WHEN Rory Grugan stripped Paddy McBrearty of the ball in the penultimate play of the game I thought ‘This is it.’
The man who so cruelly missed the chance to win last year’s Ulster Final has just taken the ball off the Donegal captain.
The scene was set and Armagh were on their way to finally capture the Anglo-Celt under Geezer. This was the day all the heartbreak would be banished and the hard work rewarded.
As Tiernan Kelly stepped up to kick the mark, he just didn’t catch it cleanly, and extra time was certainly going to be more of the same. A grave reminder that sport just doesn’t do sentiment.
Four up with 20 to go, and again two points up with just six minutes remaining Armagh just couldn’t find a way to kill the tempo and win this game in normal time like they should have.

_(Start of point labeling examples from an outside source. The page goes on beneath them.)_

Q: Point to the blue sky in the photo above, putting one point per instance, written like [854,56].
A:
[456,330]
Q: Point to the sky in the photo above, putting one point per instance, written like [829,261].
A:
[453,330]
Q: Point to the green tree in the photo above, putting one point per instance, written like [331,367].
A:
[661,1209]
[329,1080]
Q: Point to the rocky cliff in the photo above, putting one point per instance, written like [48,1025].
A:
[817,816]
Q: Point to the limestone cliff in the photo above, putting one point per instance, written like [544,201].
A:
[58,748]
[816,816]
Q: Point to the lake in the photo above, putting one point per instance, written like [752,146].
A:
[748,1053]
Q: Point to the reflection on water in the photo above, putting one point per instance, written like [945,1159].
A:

Of course there will be a narrative that Sunday was a tactical masterclass from Jim McGuinness and Kieran McGeeney got his tactics all wrong. It must be said this was not the case.
This was a game of small margins where both managers got some things wrong and a lot of things right.
But no matter about tactics or gameplans the biggest thing that McGuinness brings to Donegal is that absolute clarity and belief that sticking to the plan will see them through. Donegal were absolute dogs in that final quarter who 100% believed that sticking to their gameplan would be enough to see them through to extra time at least.
My criticism of Armagh would be how they sat back and continued to invite Donegal on instead of killing the game when they had them on the ropes. Had the shoe been on the other foot, I don’t think Donegal would have made the same mistake.
I felt going into the game Armagh needed to pick their moments to press the Patton kickout but that never happened. But considering Armagh had almost zero joy (lost 24 of 25) where did the attacking platform to be in a position to win the game originate from?
Donegal only had four wides on Sunday (including extra-time), compared to 15 the last day against Tyrone. This was a super clinical performance.
But against Tyrone in the 70-odd minutes they had only lost possession seven times inside the attacking ‘50′. At full-time on Sunday after extra-time that total was 19. A huge upturn in shot-to-score efficiency was the trade off for a massive downturn in possession lost. Of course Armagh’s tackling and defensive structure deserve credit but they don’t tell the full story.
So what did Donegal do differently in attack to explain the seismic shift in stats? Clearly in a move to increase their scoring efficiency the approach in attack was very different from what we have been accustomed to in the inter-County game of late. Width, depth, angled runs, backdoor cuts it was certainly not.
They played very narrow in attack most of the time, often stacking the ‘D’ area with players. Take their first point for example. They had 11 men all positioned either in or on the periphery of the ‘D’. A screen to occupy as many men as possible.
As Niall O’Donnell carried the ball towards the left side of the attack, the man closest to goal but behind the screen, Oisin Gallen, came sprinting out on the wide loop to receive the ball and and kick a point. A classic decoy move perfected on the training ground.
But to merely praise the successes of this approach would be ignoring the problems it created. Donegal at times were practically on top of each other highlighted by a turnover in the 9th minute when Dara O Baoill and Peadar Mogan almost collided into each other.
To give the ball away 19 times inside the attacking ‘45′ was a grave malfunction in attack that gave serious oxygen to the Armagh counter-attacking game and goes a long way to explaining why the game was so open in the first half.
People will rightly point to the space it created on the Donegal flanks and the excellent scoring efficiency but equally the amount of ball coughed up as a result of this approach could and arguably should have been fatal, had Armagh been just a little more ruthless.
Armagh barely pressed a Patton kickout all day, while Donegal put Blaine Hughes (who I thought was excellent) under pressure nearly every time, without much reward. But persistence pays and after Peadar Mogan won a converted free, they pressed up again for the next kickout.
Only this time they won it and were on the attack again and another Jason McGee point brought it back to a one point game entering the final moments. This was a major play. Donegal were turning the screw, facilitated by Armagh hanging on rather than pushing on.
What struck me most about that final quarter of normal time was those two unbelievable points with the outside of the boot from Niall O’Donnell and the incredible lift in intensity from his team going down the final straight.
But yet the chances were still there for Armagh. Jarlath Og and Stefan Campbell will probably be kicking themselves for not having a go at the mark but what peeves me more about these situations is the acceptance of the mark taker and the players around him, that the ball must be kicked backwards.
In both instances there were realistic possibilities for a kick to be played into a better position closer to goal.
The resilience and never-say-die attitude of Donegal during normal time, extra time and even their focus during the penalty shoot-out was the mark of a team who had decided they weren’t leaving Clones without the cup and that was that. The winner kicked by Odhran Doherty had conviction written all over it.
I was gutted to see Armagh lose yet again in a manner which in my opinion should never be used to decide a Gaelic Football match. But equally I felt a serious admiration for how Jim has instilled an unwavering belief in his troops that anything is possible.
An opponent that never knows when they are beaten is a dangerous one.